CFOs are concerned but not shocked by the seizure of San Francisco, California-based First Republic Bank, a sharp contrast to their reaction following Silicon Valley Bank’s collapse in March, according to Jack McCullough, founder and president of the CFO Leadership Council.
Finance chiefs were better prepared for FRB’s unraveling, in part because of the lessons they learned from SVB and subsequent adjustments they made to their banking strategies, McCullough said in an email responding to questions from CFO Dive.
“Many CFOs had already changed their firm’s banking practices. Some moved their money completely from [First Republic], and others diversified even if they kept most of their funds there,” McCullough wrote, adding that finance leaders had learned “valuable lessons” from SVB’s collapse and that many now have a “quick-trigger game plan in place should another domino fall.”
There are a number of factors that may be playing into the more muted responses of finance chiefs to the latest bank failure. For one, signals of the ailing FRB’s financial woes have been flashing for some time, even after the bank received a $30 billion infusion from 11 banks in March, as Industry Dive’s sister publication Banking Dive reported.
“I won’t go so far as to say people were predicting it, but nobody was shocked…few were even surprised,” McCullough wrote.
They are, however, still somewhat wary, according to a poll McCullough conducted on LinkedIn Monday, which asked how concerned respondents were about the FRB failure. Almost half (47%) were “moderately concerned,” 35% were “not particularly concerned,” and only 4% were “very concerned — game changer.”

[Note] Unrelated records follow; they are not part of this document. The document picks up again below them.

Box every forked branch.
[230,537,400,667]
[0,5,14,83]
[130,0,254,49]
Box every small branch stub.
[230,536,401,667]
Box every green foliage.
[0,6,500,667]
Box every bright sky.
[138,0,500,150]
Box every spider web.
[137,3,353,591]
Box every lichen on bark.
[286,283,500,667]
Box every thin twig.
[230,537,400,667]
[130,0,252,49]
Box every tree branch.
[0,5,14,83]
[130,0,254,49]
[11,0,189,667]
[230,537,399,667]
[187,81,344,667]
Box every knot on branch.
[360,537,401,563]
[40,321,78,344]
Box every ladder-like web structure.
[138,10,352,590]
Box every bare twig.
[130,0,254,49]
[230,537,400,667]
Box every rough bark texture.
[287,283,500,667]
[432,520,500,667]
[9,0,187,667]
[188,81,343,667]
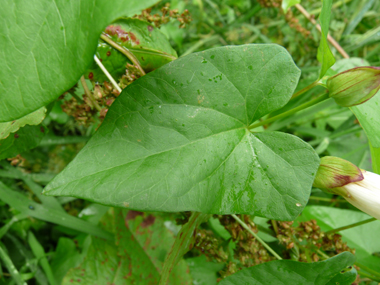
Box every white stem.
[94,55,121,93]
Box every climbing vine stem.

Overall since SVB’s failure, CFOs have also taken better stock of their banking strategy and are in closer communication with their boards, McCullough wrote. During the week that SVB failed his group had three member-only meetings and about 350 finance chiefs attended a series of Zoom calls.
Most of the CFOLC’s members were not CFOs in 2008, meaning it was the first time they’d managed through a banking crisis, he wrote. After the SVB collapse, veteran CFOs who survived the prior banking crisis shared practical advice with younger executives, he said.
“The young members took these lessons to heart,” McCullough wrote.